我有这个对象
var myObj = new Root
{
Items = new List<Items>
{
new Items { MyValue1 = "test", MyValue2 = 22 },
new Items { MyValue1 = "test2", MyValue2 = 44 },
}
};
public class Root
{
public List<Items> Items { get; set; }
}
public class Items
{
public string MyValue1 { get; set; }
public int MyValue2 { get; set; }
}
我可以像这样序列化它:
<Root>
<Items>
<Items>
<MyValue1>test</MyValue1>
<MyValue2>22</MyValue2>
</Items>
<Items>
<MyValue1>test2</MyValue1>
<MyValue2>44</MyValue2>
</Items>
</Items>
</Root>
但是我想序列化为:
<Items>
<MyValue1>test</MyValue1>
<MyValue2>22</MyValue2>
</Items>
<Items>
<MyValue1>test2</MyValue1>
<MyValue2>44</MyValue2>
</Items>
但是我找不到一个方法来做这件事
复制代码:
class Program
{
static void Main(string[] args)
{
var myObj = new Root
{
Items = new List<Items>
{
new Items { MyValue1 = "test", MyValue2 = 22 },
new Items { MyValue1 = "test2", MyValue2 = 44 },
}
};
var serializer = new XmlSerializer(typeof(Root));
var ms = new MemoryStream();
var settings = new XmlWriterSettings { Encoding = new UTF8Encoding(false), OmitXmlDeclaration = true };
using var xmlWriter = XmlWriter.Create(ms, settings);
var ns = new XmlSerializerNamespaces();
ns.Add(string.Empty, string.Empty);
serializer.Serialize(xmlWriter, myObj, ns);
var xmlDebug = Encoding.UTF8.GetString(ms.ToArray());
var result = @"<?xml version=""1.0"" encoding=""utf-8""?><Items><MyValue1>test</MyValue1><MyValue2>22</MyValue2></Items><Items><MyValue1>test2</MyValue1><MyValue2>44</MyValue2></Items>";
Assert.AreEqual(result, xmlDebug);
}
}
public class Root
{
public List<Items> Items { get; set; }
}
public class Items
{
public string MyValue1 { get; set; }
public int MyValue2 { get; set; }
}
您可以在数据模型中使用xml属性。
public class Root
{
[XmlElement("Items")]
public List<Items> Items { get; set; }
}
public class Items
{
public string MyValue1 { get; set; }
public int MyValue2 { get; set; }
}
"列表"的默认xml属性是XmlArrayItem,如果你使用XmlElement,这将是你的结果
<Root>
<Items>
<MyValue1>test</MyValue1>
<MyValue2>22</MyValue2>
</Items>
<Items>
<MyValue1>test2</MyValue1>
<MyValue2>44</MyValue2>
</Items>
</Root>
xml格式必须始终有一个根节点。

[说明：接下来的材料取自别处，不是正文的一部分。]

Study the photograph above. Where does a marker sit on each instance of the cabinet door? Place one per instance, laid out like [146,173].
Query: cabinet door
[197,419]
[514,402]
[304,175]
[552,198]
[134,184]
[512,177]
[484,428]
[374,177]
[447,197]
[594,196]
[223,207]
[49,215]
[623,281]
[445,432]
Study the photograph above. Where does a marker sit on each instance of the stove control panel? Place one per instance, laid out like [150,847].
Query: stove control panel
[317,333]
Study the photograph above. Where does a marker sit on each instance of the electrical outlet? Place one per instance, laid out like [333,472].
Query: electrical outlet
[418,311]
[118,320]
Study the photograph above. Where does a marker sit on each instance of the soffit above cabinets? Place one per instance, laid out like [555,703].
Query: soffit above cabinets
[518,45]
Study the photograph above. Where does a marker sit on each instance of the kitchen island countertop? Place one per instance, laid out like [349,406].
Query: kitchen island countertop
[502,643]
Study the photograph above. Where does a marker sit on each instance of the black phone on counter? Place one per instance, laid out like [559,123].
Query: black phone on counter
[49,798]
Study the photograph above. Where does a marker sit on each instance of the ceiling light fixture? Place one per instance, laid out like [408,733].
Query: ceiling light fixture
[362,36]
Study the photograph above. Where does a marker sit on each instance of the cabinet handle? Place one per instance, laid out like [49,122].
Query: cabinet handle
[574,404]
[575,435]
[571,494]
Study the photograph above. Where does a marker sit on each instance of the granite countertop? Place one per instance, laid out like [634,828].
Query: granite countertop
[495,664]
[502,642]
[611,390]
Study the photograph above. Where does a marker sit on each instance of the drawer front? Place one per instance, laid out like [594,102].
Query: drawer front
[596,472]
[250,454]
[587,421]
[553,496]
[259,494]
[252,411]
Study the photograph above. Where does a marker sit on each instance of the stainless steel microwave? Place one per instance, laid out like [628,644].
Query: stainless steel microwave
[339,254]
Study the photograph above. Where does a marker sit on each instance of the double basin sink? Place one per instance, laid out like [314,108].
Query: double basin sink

如果要更改根节点名称,可以使用根类的XmlRoot属性。
[XmlRoot("AnotherName")]
public class Root
{
[XmlElement("Items")]
public List<Items> Items { get; set; }
}
我同意其他评论,这听起来像一个坏主意!但是,如果你像你说的那样被困住了,我认为你可以尝试这样做:
string xml = myObj.Items.Aggregate(seed: new StringBuilder(),
func: (builder, item) =>
{
using var writer = new StringWriter();
new XmlSerializer(typeof(Items))
.Serialize(writer, item);
return builder.AppendLine(writer.ToString());
}).ToString();
当您想要一些不寻常的结构化XML时,您就违背了XmlSerializer的意图。但是我们仍然可以使用它来构建有效的序列化XML片段。该解决方案使用StringBuilder将这些有效的片段聚合为单个字符串。
为简单起见,我使用了StringWriter,但您可以根据需要插入XmlWriter等,以获得漂亮的打印。